Entrevista:O Estado inteligente

sábado, junho 09, 2007

A USP sob controle dos invasores

Na última terça-feira, o reitor da Unicamp e presidente de turno do conselho dos reitores das três universidades estaduais paulistas, José Tadeu Jorge, fez uma observação que resume perfeitamente a sucessão de equívocos - do governo e das autoridades acadêmicas - no trato da afrontosa ocupação da Reitoria da USP. Ao protesto contra os decretos do governador José Serra, tidos como atentatórios à autonomia universitária, os ocupantes agregaram um rol de reivindicações as mais díspares. Seis dias antes, com um atraso revelador da escassa sensibilidade política do Palácio dos Bandeirantes diante do desassossego dos docentes daquelas instituições, Serra finalmente acedeu aos seus pedidos para editar um decreto declaratório que dissipasse as dúvidas suscitadas pelos dispositivos legais que deram origem ao problema e reiterasse formalmente o seu compromisso com a independência acadêmica e administrativa do sistema estadual de ensino superior.

Era apenas previsível, como este jornal assinalou no editorial A truculência premiada, que os invasores do centro de gestão e símbolo da maior universidade brasileira não se dariam por satisfeitos com o sensato gesto do governador e decidiriam manter a ocupação iniciada 27 dias antes. Melhor teria feito ele se comunicasse aos reitores e professores com quem dialogava que o texto esclarecedor só seria publicado depois que os baderneiros se retirassem da Reitoria. Infelizmente, assim não entendeu Serra, e tudo continuou na mesma. Foi o que levou o reitor da Unicamp a opinar, contra a realidade dos fatos e com inexplicável complacência, que seria necessário “um certo tempo para que as pessoas (os invasores) entendam o decreto do governador”. Isso aconteceria, profetizou, no final desta semana, quando, tendo visto a luz, “as pessoas” cairiam em si e dariam por finda a impune violência. Faltou combinar com elas.

Ontem, 36º dia da ocupação, os invasores decidiram permanecer na Reitoria pelo menos até o próximo dia 16, quando se realizará no local um encontro de estudantes “para discutir o ensino público no País”. Decerto a sua atuação no preparo do momentoso evento ajudará os invasores a espantar o tédio, para o que já hão de ter servido shows musicais, festa junina, participação no protesto punk, na Avenida Paulista, contra a reunião do G-8 - e para o que servirá a adesão à parada do orgulho gay.

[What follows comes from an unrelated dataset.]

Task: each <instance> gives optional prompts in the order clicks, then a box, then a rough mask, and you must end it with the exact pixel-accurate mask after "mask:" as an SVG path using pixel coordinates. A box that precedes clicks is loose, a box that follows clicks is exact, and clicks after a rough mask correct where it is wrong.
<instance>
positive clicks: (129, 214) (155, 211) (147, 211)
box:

O que fazer com o ócio é problema deles. O problema de São Paulo é a certeza de que o seqüestro da Reitoria só terminará quando e como os seqüestradores quiserem. Por esse deboche, as responsabilidades do governador José Serra e da reitora Suely Vilela são inegáveis. O primeiro se comporta como um manietado observador dos acontecimentos. Acusa os invasores, cobra dos universitários que combatam a ocupação - e diz que ela “já cansou”.

De seu lado e desde a primeira hora da crise, a reitora mostrou despreparo, incoerência, falta de senso da liderança e da autoridade indissociáveis do exercício do cargo. Acertadamente, pediu e obteve da Justiça a reintegração de posse da Reitoria, apenas para desmoralizar o mandado concedido, ao não fazer nada com ele, enquanto a prepotência se eternizava. Sujeitou-se a uma dezena de “negociações” com os invasores, quando deveria saber de antemão que negociar naquelas condições só poderia resultar no que resultou: numa vitória para os invasores. Numa ocasião, segundo transpirou, os invasores disseram ao secretário de Justiça, Luiz Antonio Marrey, que desejavam a presença da reitora na reunião seguinte, com o que ela concordou. Em dado momento do encontro, o secretário estranhou que os alunos só se dirigissem a ele. Os alunos “esclareceram” que a reitora estava ali só “para ouvir” - e ela não se retirou de pronto. Só na segunda-feira passada, em nova e aparentemente derradeira reunião, a reitora vinculou a manutenção das concessões já feitas à desocupação do prédio.

O balanço é desalentador. Duas ou três centenas de alunos, com o apoio de outros tantos professores e da tropa de choque dos funcionários, nenhum dos quais correndo qualquer risco, assumem o controle absoluto de uma instituição do porte da USP. Enquanto isso, a maioria silenciosa da comunidade acadêmica permanece em silêncio, com exceção de um pequeno grupo que ensaia um ou outro protesto que primará pela inocuidade.